Le document de fond de l’UDC prônant pour les maîtres du primaire un apprentissage au lieu d’un diplôme d’une Haute École Pédagogique n’est pas dépourvu de justesse…
. Loin de là ! En fait, devant le constat d’échec de notre école, constat que l’UDC met au compte de la formation des futurs maîtres, devant l’incapacité de leur apprendre à tenir la classe, le parti propose de soustraire cette formation trop lourde et trop théorique à trois dangers bien réels :
• D’abord, il s’agit de renoncer pour la formation des enseignants au système de Bologne qui vise une course quantitative aux crédits et qui permet d’obtenir un diplôme grâce à des points qu’il faut cumuler.
• Ensuite, il faut mettre l’accent sur le côté pratique du métier: la conduite de la classe doit être au cœur du système de formation, et non pas verser dans une formation théorique qui éloigne les maîtres de ce savoir-faire si important. Une formation trop théorique et pas assez pratique est nocive pour toute l’école.
• Enfin, les HEP endoctrinent les candidats au diplôme: socioconstructivisme et autres théories venues du fond des années soixante nuisent à une vision pragmatique du métier.
Il faut dire qu’à Genève, l’Institut universitaire de formation des enseignants (IUFE) démultiplie les graves objections soulevées par l’UDC, d’autant que la formation s’y fait en 4 ans au lieu de 3 années dans les HEP, et qu’elle est encore plus théorique
Pour faire pièce à la réelle nocivité de ces idéologies, l’UDC propose une mesure radicale : former les futurs maîtres du primaire par la voie d’un apprentissage et l’obtention d’un CFC, et ainsi les subtiliser à la matrice nocive grâce à laquelle on les formate.
Depuis des années, je dénonce cette dégringolade de l’école vers l’insignifiance et l’idéologie qui l’accompagne, et dans plusieurs livres j’en ai analysé les causes.
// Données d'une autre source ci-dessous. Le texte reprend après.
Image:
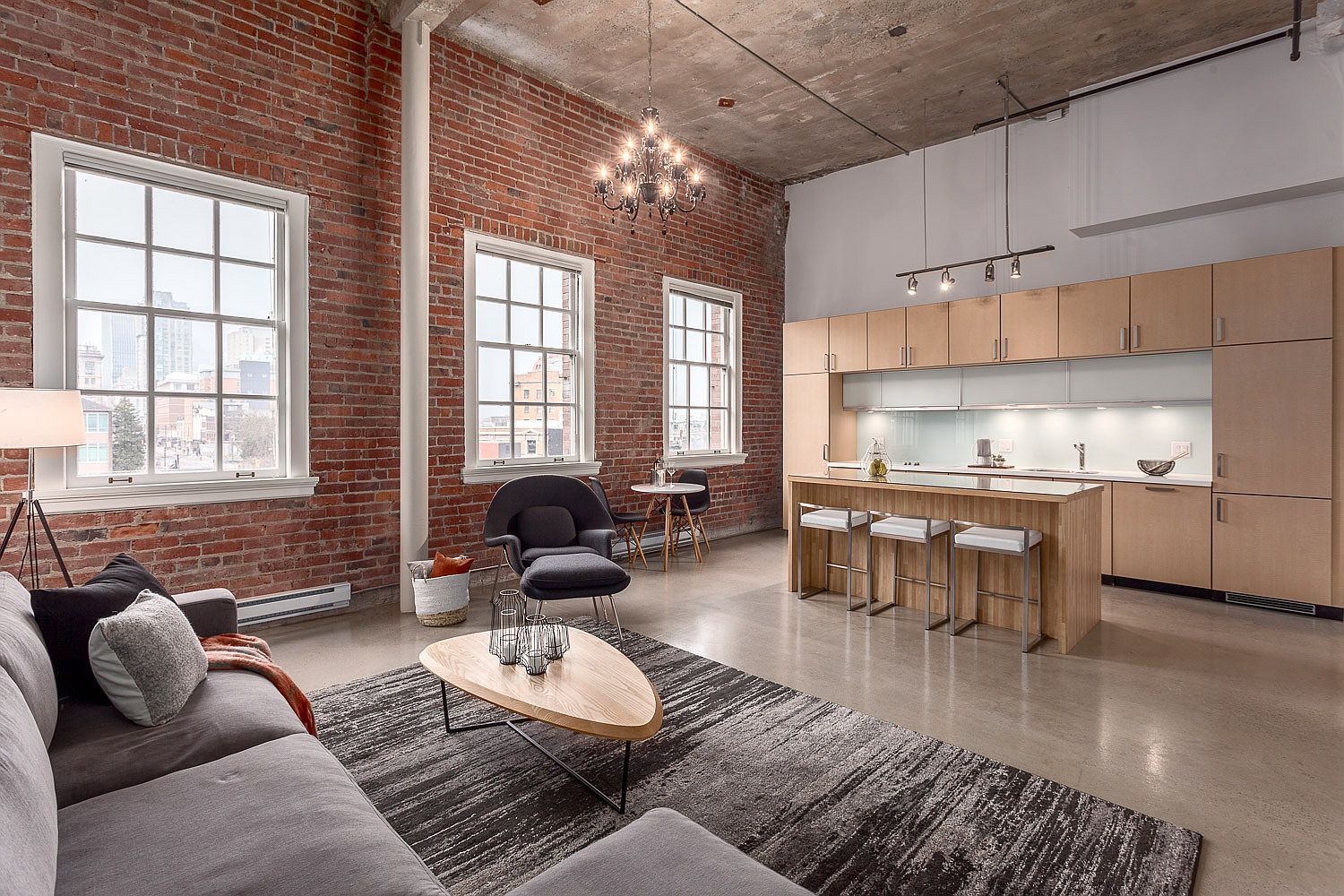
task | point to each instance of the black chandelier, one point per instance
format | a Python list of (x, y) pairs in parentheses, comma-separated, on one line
[(652, 174)]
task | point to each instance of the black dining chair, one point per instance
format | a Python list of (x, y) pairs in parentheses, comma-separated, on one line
[(699, 505), (625, 524)]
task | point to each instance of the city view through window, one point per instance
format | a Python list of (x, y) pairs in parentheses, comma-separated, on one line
[(175, 346)]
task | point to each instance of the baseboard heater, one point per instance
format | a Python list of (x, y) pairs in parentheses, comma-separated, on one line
[(293, 603), (1271, 603)]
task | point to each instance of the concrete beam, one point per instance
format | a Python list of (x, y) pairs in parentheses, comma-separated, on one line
[(435, 13)]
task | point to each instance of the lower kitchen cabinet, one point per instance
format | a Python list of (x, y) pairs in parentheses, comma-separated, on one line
[(1160, 532), (1273, 547)]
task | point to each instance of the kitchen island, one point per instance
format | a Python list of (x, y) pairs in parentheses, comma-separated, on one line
[(1069, 516)]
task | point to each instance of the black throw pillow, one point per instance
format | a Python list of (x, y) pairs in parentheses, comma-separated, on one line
[(67, 616)]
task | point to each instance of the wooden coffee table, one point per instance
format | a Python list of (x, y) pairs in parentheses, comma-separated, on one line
[(593, 691)]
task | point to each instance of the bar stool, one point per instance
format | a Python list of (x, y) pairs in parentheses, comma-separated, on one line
[(832, 520), (916, 530), (1012, 540)]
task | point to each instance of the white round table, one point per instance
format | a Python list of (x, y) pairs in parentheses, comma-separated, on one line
[(668, 493)]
Il est heureux que les partis politiques qui comptent s’en emparent aujourd’hui. Je me réjouis du constat que l’inacceptable problème de notre école sorte aussi bien des cercles du café du commerce que de ceux des spécialistes. Cependant, je ne suis pas certain que la seule formation des maîtres, comme dit le document de l’UDC, soit la principale cause de l’échec de cette école. L’école est, en république démocratique, la caisse de résonance des grands problèmes de notre société, et sur elle confluent de multiples facteurs qui contribuent à ruiner son principe : recul de l’autorité, repli de la responsabilité parentale, mise de sa majesté l’élève au centre, pression des théories du new management, dévaluation de la chose écrite, obligation de réussite pour les élèves, jeunisme des adultes, soupçon que la culture est élitiste et autres farines de même genre, convergent sur l’école et la sape jusqu’à ses racines.
Quant à la proposition d’apprentissage d’enseignant, elle est une mesure qui va faire capoter ce projet ; la raison en est simple. Devant une certaine complexité de la vie, du monde et des connaissances, il est important de maîtriser un peu l’ampleur de la difficulté pour qui prétend enseigner la jeunesse. D’autre part, il est souvent nécessaire d’avoir soi-même les moyens théoriques de thématiser sa propre pratique, ne serait-ce que pour pouvoir la juger et l’améliorer.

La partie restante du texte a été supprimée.